/ 2 July 2014

Marikana’s Mr X called a liar

Geoff Budlender has disputed testimony given by Mr X at the Marikana commission of inquiry.
Geoff Budlender has disputed testimony given by Mr X at the Marikana commission of inquiry.

Geoff Budlender produced phone records to dispute Mr X’s claims that Association of Mineworkers and Construction Union president Joseph Mathunjwa spoke telephonically to and visited the strikers on the koppie on the night of August 14 2012.

Mr X told the commission on Monday that Mathunjwa called one the strikers, Xolani, to ask his permission to go to the koppie that night. According to Mr X, Xolani called Mathunjwa back after consulting with the other makarapas (strikers who had undergone rituals). Mr X testified that Mathunjwa told the strikers that night to allow National Union of Mineworkers president Senzeni Zokwana to address them the following day and instructed them to kill him.

But Budlender pointed to phone records which show that no calls were made between Mathunjwa and Xolani. Furthermore, the records show that Mathunjwa was not in Marikana or anywhere else in the province that night. Additionally, the records of Xolani’s phone show that the only calls he made were to numbers located in Marikana.

Mr X’s explanation was that Mathunjwa could have been using someone else’s phone, or given the message to someone else to give to Xolani. He also insisted that Mathunjwa did come to the koppie on the night of August 14.

Budlender then used Mathunjwa’s phone records to show that he was at the SABC early in the morning of August 15 2013 for a radio interview at SAFM. Budlender used a transcript of the radio interview, in which Zokwana was present, to show Mr X that it had only been agreed upon that morning on air that the two union presidents should go to Marikana that day to address strikers and not on the previous day as Mr X claimed.

Mr X could not explain any of these discrepancies satisfactorily, but insisted that Mathunjwa spoke to Xolani on August 14 and then visited the strikers later that night.

Budlender told the commission that he would argue that Mr X’s evidence was a lie.
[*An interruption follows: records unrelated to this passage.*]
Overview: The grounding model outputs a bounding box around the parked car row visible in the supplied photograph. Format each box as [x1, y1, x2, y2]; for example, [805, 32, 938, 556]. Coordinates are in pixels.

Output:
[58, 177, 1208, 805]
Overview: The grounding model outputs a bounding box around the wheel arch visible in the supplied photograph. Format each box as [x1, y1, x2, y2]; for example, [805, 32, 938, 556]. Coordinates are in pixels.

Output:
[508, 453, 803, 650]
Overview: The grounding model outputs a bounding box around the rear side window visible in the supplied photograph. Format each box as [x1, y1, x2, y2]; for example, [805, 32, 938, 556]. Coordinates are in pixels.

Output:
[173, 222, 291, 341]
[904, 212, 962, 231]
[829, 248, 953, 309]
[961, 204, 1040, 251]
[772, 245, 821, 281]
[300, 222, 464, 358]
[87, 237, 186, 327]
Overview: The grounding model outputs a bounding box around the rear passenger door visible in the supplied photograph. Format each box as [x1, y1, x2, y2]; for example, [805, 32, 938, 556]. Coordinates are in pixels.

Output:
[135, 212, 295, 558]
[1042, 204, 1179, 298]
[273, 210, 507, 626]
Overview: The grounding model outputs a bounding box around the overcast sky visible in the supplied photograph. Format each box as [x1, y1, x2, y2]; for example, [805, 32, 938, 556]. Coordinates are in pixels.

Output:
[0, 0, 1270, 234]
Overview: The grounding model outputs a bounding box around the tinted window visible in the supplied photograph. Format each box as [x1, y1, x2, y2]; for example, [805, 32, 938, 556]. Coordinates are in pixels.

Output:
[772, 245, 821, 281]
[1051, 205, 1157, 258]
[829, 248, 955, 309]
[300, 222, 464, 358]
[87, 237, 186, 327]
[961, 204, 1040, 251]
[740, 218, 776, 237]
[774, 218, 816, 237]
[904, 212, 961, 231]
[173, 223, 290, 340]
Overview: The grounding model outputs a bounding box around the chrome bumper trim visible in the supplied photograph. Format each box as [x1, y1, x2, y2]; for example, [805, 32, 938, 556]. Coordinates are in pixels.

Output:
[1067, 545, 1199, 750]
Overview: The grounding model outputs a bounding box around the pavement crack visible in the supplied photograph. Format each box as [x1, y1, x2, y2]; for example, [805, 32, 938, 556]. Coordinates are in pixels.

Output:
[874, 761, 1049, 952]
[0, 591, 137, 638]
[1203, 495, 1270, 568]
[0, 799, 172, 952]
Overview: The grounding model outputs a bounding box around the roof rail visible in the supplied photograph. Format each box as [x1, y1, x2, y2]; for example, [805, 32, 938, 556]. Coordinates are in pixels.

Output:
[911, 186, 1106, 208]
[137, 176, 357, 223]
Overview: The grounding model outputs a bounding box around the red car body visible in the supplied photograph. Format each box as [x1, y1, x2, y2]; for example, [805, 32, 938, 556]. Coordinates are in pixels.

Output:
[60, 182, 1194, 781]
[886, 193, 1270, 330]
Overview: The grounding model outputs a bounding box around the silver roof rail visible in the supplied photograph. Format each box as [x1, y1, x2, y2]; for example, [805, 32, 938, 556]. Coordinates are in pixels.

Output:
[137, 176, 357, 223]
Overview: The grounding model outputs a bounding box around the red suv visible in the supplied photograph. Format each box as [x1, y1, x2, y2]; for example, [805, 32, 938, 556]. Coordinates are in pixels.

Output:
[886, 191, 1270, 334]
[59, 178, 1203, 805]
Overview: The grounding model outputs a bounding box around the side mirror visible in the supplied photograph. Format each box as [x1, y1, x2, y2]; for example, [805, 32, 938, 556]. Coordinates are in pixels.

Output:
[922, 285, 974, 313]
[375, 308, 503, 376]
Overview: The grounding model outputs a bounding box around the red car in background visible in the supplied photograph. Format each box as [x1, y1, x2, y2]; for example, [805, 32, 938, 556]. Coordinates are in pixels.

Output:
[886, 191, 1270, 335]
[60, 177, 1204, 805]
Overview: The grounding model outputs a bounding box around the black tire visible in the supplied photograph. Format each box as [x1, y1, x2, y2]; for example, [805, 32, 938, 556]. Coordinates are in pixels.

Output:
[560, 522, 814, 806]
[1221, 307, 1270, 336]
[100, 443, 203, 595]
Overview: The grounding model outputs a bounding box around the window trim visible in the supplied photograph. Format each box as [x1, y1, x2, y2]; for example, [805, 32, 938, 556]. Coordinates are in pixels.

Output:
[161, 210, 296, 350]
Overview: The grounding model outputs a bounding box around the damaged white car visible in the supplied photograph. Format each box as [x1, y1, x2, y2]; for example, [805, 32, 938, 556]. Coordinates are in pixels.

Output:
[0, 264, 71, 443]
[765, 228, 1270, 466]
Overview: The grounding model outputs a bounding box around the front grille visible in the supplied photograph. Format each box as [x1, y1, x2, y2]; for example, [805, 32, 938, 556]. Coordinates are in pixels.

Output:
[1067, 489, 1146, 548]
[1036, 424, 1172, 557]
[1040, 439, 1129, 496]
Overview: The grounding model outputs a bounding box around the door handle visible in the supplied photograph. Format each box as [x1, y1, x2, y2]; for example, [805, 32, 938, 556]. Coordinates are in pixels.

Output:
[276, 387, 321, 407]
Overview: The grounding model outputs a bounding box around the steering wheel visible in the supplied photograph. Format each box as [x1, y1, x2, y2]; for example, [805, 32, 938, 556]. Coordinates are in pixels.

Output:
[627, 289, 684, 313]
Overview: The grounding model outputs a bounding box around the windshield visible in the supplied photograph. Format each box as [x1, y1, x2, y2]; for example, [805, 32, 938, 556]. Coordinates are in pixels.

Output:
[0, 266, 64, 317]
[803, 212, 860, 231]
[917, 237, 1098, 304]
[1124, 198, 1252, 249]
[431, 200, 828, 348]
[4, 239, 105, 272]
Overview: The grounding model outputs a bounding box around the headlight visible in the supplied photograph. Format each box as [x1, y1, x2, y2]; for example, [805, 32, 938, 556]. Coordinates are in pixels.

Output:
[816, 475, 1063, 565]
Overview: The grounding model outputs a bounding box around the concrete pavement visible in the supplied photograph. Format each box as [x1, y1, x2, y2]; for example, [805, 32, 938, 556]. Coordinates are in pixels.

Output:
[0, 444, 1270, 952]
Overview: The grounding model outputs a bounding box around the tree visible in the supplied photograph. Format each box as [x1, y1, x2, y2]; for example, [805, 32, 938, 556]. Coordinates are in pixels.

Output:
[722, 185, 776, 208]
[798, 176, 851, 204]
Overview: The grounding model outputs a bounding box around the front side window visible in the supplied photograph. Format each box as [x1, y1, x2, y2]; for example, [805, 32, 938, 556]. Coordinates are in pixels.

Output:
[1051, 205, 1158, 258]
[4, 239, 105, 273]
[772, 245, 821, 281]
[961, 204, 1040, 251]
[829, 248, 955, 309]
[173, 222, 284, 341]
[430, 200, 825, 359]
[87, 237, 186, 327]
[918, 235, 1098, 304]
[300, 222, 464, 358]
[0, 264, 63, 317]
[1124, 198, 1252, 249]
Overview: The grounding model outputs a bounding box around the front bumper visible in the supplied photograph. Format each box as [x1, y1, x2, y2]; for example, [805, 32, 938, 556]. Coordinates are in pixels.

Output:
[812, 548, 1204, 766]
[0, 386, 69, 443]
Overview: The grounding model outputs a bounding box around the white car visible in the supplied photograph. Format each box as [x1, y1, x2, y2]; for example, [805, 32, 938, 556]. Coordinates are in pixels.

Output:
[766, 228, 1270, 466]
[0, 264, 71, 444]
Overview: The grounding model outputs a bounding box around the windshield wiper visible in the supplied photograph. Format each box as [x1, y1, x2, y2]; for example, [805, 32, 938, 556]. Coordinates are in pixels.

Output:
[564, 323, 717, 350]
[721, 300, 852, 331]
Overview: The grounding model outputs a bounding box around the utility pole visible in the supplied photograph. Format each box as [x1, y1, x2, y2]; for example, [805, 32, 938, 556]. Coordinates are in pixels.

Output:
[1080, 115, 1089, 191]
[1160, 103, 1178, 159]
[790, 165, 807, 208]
He then reminded Mr X that he was under oath.

“You’ve said a lot of other disputed things also under oath. If the commission finds that you’ve not told the truth … why should it believe the other things you’ve said under oath?”

He told Mr X that it was impossible to know which parts of his evidence were true and which were not. But Mr X insisted that everything he told the commission was true. 

“I’m telling the truth, I’m prepared to go to the grave now,” he said.

Budlender continued to pick Mr X’s evidence apart, comparing claims he made in a statement in March this year to evidence he gave before the commission. Budlender also questioned Mr X on why certain crucial details were mentioned in his March 2014 statement but not in his original statement made in February 2013. 

Mathunjwa’s phone call and visit to the koppie were not mentioned in his original statement, but were in the later one.

Budlender also questioned Mr X on his assertion that it was the makarapas‘ intention to kill the police on August 13 when the police and strikers clashed, during which two police officers and three strikers died.

“The police were very angry about the killing of their members. If it is true that the strikers intended to attack the police on August 13, that is information that should be very important to the police,” Budlender told Mr X. But Mr X had not included this information in his original statement.

Mr X had the same response about both omissions in his original statement. “The gentleman who was taking my statement didn’t ask me thoroughly, but the gentleman who was taking the last statement interrogated me, that’s how he got more information.”

Budlender then disputed Mr X’s claim that the strikers were heading towards the informal settlement to kill people who were not taking part in the strike on August 13 when they clashed with the police.

He asked Mr X why they decided to attack the settlement on the afternoon of August 13 and not on any of the other days of the strike. 

“What your evidence amounts to is this,” Budlender told Mr X. “In that whole week, the only time you tried to attack the people in the settlement is when you had armed police watching you.”

Budlender then pointed to further evidence that disputed Mr X’s claim. “[Lieutenant] Colonel [Salmon] Vermaak was watching the movement of the strikers from the air. He said he didn’t see the strikers moving towards the settlement.” 

Captain Paul Loest, who was also watching the strikers at the time, testified that they were not heading towards the settlement, Budlender told the commission. 

“In light of all the evidence and your claim that the only time you attacked the settlement is when police were watching you, your claim that you attacked the settlement is false,” Budlender told Mr X. The witness once again insisted that his evidence was the truth. Budlender then pointed out that Mr X did not claim in his original statement either that they were on their way to the settlement. 

As Mr X’s testimony continued, he became increasingly restless, shifting around in his chair, rubbing his face and frowning.

His testimony continues on Thursday.